Une figure de la Résistance locale.
Aimable Chaynes est né en 1899 à Saint Martin-Lys dans l'Aude. Orphelin à 7 ans, il est pris en charge par un oncle. Il s'engage dans la guerre en 1916 à 17 ans. Il sert dans deux régiments (les 143 e et 85 e RI.) Il est atteint d’une d’une surdité à l’oreille. Une invalidité permanente de 10% lui est attribuée; il obtient un emploi réservé de recette buraliste et vient s'installer à Vonnas en 1931.
Il entre dans la Résistance en 1942 et commande le sous-secteur de l’AS de Vonnas, sous le pseudonyme de Maurice. Il place des réfractaires au STO dans des fermes et participe à la réception de parachutages.
-A Chatynes est sans doute victime d’une dénonciation : le 28 août 1943, deux gendarmes viennent l'appréhender à la recette buraliste.

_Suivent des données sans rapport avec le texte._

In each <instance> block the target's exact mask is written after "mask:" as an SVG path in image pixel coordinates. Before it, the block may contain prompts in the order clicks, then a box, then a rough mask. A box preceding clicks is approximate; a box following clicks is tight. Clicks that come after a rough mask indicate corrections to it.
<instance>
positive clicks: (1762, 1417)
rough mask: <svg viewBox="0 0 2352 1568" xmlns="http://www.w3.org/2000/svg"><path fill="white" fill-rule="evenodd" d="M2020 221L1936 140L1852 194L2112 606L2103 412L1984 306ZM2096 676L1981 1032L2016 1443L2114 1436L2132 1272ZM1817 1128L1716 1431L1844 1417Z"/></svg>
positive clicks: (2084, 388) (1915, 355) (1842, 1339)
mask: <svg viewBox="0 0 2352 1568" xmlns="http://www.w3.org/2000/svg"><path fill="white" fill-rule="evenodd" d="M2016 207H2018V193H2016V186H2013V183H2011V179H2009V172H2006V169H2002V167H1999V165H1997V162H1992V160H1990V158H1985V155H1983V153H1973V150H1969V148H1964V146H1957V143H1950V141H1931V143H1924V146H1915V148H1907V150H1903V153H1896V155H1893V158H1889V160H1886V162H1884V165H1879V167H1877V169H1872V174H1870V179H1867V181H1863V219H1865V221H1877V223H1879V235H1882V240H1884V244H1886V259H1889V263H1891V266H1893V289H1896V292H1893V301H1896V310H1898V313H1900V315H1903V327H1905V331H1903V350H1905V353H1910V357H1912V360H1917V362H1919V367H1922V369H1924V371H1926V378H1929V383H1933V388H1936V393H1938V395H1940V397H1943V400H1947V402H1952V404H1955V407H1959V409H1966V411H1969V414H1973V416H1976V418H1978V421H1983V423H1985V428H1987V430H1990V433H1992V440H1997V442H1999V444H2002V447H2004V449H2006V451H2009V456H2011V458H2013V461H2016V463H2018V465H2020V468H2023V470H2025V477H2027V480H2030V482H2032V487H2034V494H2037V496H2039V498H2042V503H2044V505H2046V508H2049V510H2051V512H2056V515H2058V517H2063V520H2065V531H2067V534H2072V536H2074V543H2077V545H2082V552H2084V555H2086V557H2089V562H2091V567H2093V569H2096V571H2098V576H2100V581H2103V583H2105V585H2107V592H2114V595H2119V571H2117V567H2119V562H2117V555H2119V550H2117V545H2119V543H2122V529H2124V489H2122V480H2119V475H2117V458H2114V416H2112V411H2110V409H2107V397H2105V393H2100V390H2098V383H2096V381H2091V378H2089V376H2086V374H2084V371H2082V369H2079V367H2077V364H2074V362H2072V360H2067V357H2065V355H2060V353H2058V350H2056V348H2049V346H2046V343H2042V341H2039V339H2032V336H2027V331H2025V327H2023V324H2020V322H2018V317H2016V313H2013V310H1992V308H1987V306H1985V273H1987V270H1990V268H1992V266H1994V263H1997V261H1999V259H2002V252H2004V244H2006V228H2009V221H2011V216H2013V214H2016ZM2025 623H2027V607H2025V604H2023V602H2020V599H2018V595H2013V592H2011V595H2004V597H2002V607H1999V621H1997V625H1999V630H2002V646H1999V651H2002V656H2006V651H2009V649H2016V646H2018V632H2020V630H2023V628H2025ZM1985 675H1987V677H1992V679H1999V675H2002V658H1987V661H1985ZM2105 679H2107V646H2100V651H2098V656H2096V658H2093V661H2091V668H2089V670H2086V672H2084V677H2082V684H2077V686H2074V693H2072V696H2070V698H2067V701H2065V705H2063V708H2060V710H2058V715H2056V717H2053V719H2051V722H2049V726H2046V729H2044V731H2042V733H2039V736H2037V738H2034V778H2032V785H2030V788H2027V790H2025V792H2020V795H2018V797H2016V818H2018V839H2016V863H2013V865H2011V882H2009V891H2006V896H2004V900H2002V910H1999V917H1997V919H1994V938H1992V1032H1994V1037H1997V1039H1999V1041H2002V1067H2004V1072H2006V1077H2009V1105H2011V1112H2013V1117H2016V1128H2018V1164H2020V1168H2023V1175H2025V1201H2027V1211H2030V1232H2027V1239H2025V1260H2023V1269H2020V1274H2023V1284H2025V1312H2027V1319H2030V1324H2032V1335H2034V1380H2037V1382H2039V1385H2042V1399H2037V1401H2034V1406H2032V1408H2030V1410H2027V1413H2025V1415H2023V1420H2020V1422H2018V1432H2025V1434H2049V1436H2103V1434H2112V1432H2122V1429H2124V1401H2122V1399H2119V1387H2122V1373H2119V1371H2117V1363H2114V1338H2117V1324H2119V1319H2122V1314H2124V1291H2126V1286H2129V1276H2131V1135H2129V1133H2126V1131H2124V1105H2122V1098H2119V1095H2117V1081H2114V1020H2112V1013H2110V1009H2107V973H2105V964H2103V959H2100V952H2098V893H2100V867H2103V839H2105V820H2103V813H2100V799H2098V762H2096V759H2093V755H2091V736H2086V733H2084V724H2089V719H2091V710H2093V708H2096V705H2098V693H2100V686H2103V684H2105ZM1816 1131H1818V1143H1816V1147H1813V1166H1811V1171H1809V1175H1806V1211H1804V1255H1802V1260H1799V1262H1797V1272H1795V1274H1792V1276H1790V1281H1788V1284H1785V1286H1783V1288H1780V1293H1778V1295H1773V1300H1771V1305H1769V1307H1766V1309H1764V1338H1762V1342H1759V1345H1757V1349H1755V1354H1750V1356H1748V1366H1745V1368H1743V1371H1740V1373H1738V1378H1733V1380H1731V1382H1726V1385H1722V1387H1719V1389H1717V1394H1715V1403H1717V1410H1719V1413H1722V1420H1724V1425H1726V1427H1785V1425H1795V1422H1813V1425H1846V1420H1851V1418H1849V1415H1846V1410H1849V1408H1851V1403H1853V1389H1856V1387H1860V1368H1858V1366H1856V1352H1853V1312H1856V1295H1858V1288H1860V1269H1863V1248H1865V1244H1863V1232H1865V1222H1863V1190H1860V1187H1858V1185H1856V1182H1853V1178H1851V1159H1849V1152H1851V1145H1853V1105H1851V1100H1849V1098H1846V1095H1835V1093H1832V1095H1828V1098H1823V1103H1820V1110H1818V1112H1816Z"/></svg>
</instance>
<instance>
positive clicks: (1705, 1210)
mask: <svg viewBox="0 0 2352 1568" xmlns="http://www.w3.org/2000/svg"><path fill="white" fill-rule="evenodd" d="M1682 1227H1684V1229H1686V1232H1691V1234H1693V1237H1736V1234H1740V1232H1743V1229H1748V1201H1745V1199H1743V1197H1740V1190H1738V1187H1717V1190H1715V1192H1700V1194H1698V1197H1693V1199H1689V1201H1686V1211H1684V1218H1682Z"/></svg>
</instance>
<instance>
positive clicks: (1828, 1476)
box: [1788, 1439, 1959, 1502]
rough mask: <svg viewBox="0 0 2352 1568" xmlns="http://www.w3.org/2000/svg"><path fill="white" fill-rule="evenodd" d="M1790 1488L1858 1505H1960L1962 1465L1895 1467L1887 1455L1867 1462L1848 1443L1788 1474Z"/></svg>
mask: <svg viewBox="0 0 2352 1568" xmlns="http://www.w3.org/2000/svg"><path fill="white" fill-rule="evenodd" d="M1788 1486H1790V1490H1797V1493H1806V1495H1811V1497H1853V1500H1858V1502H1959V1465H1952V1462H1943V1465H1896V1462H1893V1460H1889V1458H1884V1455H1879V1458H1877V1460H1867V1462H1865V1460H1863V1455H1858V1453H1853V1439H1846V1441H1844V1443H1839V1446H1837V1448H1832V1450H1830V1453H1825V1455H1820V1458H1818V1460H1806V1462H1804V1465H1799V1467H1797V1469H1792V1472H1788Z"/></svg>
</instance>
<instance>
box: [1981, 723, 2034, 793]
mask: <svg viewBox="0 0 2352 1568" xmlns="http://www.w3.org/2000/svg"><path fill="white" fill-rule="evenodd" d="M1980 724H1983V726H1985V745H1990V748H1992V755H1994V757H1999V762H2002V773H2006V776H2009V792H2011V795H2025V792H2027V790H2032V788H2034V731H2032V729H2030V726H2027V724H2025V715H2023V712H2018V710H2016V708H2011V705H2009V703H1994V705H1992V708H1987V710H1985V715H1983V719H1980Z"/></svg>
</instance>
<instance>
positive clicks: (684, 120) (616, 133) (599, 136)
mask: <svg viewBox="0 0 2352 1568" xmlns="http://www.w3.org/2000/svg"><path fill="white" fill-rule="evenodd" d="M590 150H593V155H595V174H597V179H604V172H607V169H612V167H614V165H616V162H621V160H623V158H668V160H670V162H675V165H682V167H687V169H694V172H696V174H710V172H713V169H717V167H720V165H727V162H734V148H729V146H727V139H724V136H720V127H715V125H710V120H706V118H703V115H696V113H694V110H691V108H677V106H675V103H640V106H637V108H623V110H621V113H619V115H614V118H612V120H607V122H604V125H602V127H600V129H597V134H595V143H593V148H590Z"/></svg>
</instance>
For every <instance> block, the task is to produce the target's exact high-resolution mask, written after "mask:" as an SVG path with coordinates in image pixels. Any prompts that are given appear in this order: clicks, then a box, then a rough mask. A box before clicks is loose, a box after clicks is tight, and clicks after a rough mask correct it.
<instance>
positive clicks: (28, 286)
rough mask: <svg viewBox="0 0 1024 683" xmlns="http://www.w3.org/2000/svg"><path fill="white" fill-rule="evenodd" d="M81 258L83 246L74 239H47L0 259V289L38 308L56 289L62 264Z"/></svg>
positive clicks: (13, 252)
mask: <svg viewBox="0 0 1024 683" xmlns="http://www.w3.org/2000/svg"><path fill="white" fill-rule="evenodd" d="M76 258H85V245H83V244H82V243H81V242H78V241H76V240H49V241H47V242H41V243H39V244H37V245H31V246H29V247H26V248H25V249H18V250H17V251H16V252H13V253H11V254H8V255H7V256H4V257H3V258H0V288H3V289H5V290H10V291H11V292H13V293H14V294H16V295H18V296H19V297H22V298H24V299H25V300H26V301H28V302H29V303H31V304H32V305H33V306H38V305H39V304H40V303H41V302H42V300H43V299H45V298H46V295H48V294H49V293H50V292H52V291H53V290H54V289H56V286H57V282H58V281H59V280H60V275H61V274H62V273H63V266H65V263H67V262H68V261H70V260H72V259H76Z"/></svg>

Pendant le trajet à la gendarmerie, il avale les plans du maquis d'Illiat dit de Catane.
Pendant ce temps, à la recette buraliste, les fausses cartes d'identité, les tampons sont brûlés par son épouse et son fils René.
-Transféré à Bourg puis à Lyon, Aimable Chaynes est condamné à 10 ans de prison et à une forte amende (10 000 fr.) par le Tribunal pour "menées anti-nationales…action terroriste" (1). La justice du gouvernement pétainiste, à la solde du régime hitlérien, fait preuve d’un grand zèle et se montre sans pitié avec les vrais patriotes.
Il est emmené à la maison d'arrêt d'Eysses (Lot-et-Garonne) début décembre 1943. Le 19 février 1944, il tente une évasion qui échoue.
Le 28 mai 1944, il est transféré à Compiègne puis au camp de Dachau (20 juin-21 juillet) et le 22 juillet à celui de Flossenbürg (2) où il décède le 3 novembre 1944.
-L'Amicale résistance locale a porté son nom, ainsi qu'une rue (3) de Vonnas, inaugurée le 12 juin 1977. Un des petits-fils de "Maurice "est maire de Bellegarde-du-Razès (Aude).
A.Chaynes a été nommé Chevalier de la Légion d’honneur à titre posthume. Le même décret (du 6 août 1955) lui attribue la croix de guerre avec palme, et la médaille de la Résistance de guerre
(1) Martinerie Jean. La résistance dans le canton de Pont-de-Veyle, 1986, p.30.
(2) Au nord de la Bavière. Il était affecté au camp de travail de Hersbruck, où les détenus travaillaient dans des galeries pour installer une usine d’armement souterraine. Le taux de mortalité était élevé (30 décès par jour).
(3) appelée auparavant rue Haute.
Sources :
Lettre KZ Gedenkstätte Flossenbürg, 27 août 2025.
Archives de l'Amicale Résistance Chaynes Aimable.